The regrettable fact about onscreen stories that involve a character learning to love someone regardless of what they look like is that that the ‘ugly’ person is usually a man. Beyond that, ‘ugly’ women who are significant characters, especially those who get to be in a relationship at some point, are often played by conventionally beautiful actors who should have everything going for them, looks-wise, in our culture. Nonetheless, we’re supposed to see these women as unattractive simply because other characters keep saying they are, or because they’ve been styled in a less flattering way. Meanwhile, there’s a far greater variety in how male actors are allowed to look, even those who get major roles.

Marty blatantly shows these double standards in its casting of the good-hearted but ever-overlooked Marty and Clara with Ernest Borgnine and Betsy Blair. I have no wish to say anything unkind about Borgnine’s looks (and if you do, I will cut you), but he wasn’t a matinee idol. Meanwhile, Clara is supposed to be just as ‘ugly’ in the world of this film, but this is entirely a matter of styling and not at all convincing. As the Hollywood Homely entry on TV Tropes points out, Blair had been a model and was once married to Gene Kelly, and yet in this film her character is constantly referred to as a ‘dog.’

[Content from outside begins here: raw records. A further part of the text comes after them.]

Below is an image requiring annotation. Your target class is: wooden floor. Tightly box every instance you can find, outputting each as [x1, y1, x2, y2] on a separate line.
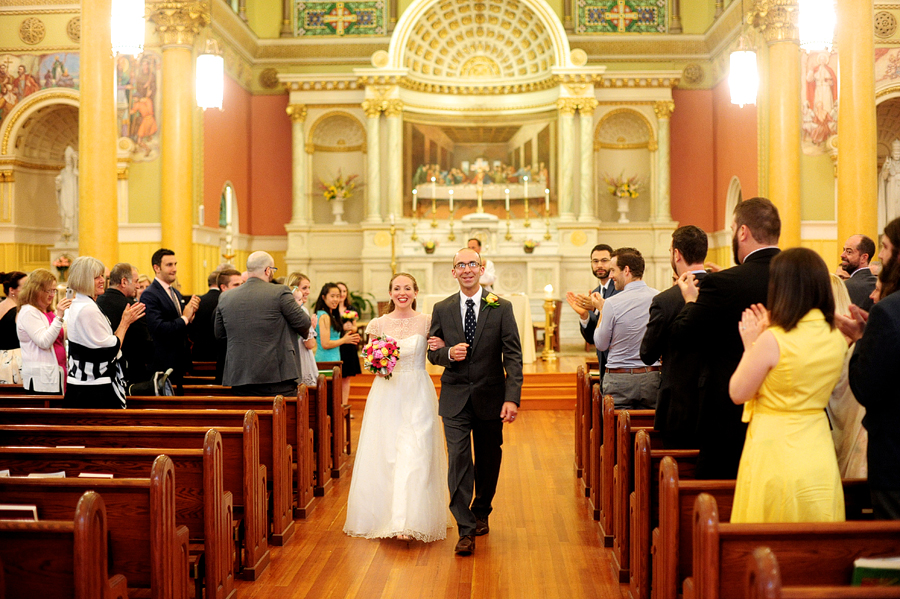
[238, 410, 625, 599]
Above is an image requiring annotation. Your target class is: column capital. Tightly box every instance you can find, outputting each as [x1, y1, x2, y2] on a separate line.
[284, 104, 306, 123]
[653, 100, 675, 119]
[749, 0, 800, 45]
[147, 0, 210, 48]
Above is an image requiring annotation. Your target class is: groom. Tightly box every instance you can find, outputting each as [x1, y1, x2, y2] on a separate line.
[428, 249, 522, 555]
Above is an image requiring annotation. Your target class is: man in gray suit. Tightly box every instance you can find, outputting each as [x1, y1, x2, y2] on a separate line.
[428, 248, 522, 555]
[215, 252, 309, 396]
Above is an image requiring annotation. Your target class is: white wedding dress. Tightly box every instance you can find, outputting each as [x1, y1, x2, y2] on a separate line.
[344, 314, 450, 542]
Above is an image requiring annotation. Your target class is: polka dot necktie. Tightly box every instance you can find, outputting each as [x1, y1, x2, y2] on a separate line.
[465, 298, 475, 346]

Apart from all that (oh, and a decidedly unendearing moment when Marty throws a tantrum because Clara doesn’t let him kiss her), Marty has some interesting things to say about women. It strongly advocates that they should live their lives for themselves, not just for their family. It does this by showing the sad circumstances of two elderly women who devoted themselves to husbands they outlived and to children who are now too old to need their mothers as much as their mothers need them. This film recognises that being a devoted wife and mother is not necessarily rewarding.

Clara may want a loving husband, but she also has a job that means something to her. Even if things don’t work out with Marty, he’s encouraged her to do what she wants with her life, not what she’s supposed to. A few years earlier, Margo Channing in All About Eve famously expressed the prevailing beliefs of the time when she spoke about a woman’s true career being marriage. It’s notable that Marty suggests something different.

Lastly, here’s a few reasons to watch Marty. It may be sentimental, but writer Paddy Chayefsky (who also penned Network and The Hospital gives it an edge. Borgnine puts in a lovely performance. And the best thing about Marty is surprising, given that it’s adapted from a play: it has a great sense of place. With many scenes filmed on the streets of New York, or on real-seeming sets, this film feels like it’s happening in a community. You get shown what these people do with their weekends, how they get around, and the places they go if they want to find each other. Marty is an interesting look back at life in New York in the fifties, and although it’s dialogue heavy, it certainly doesn’t feel stagebound.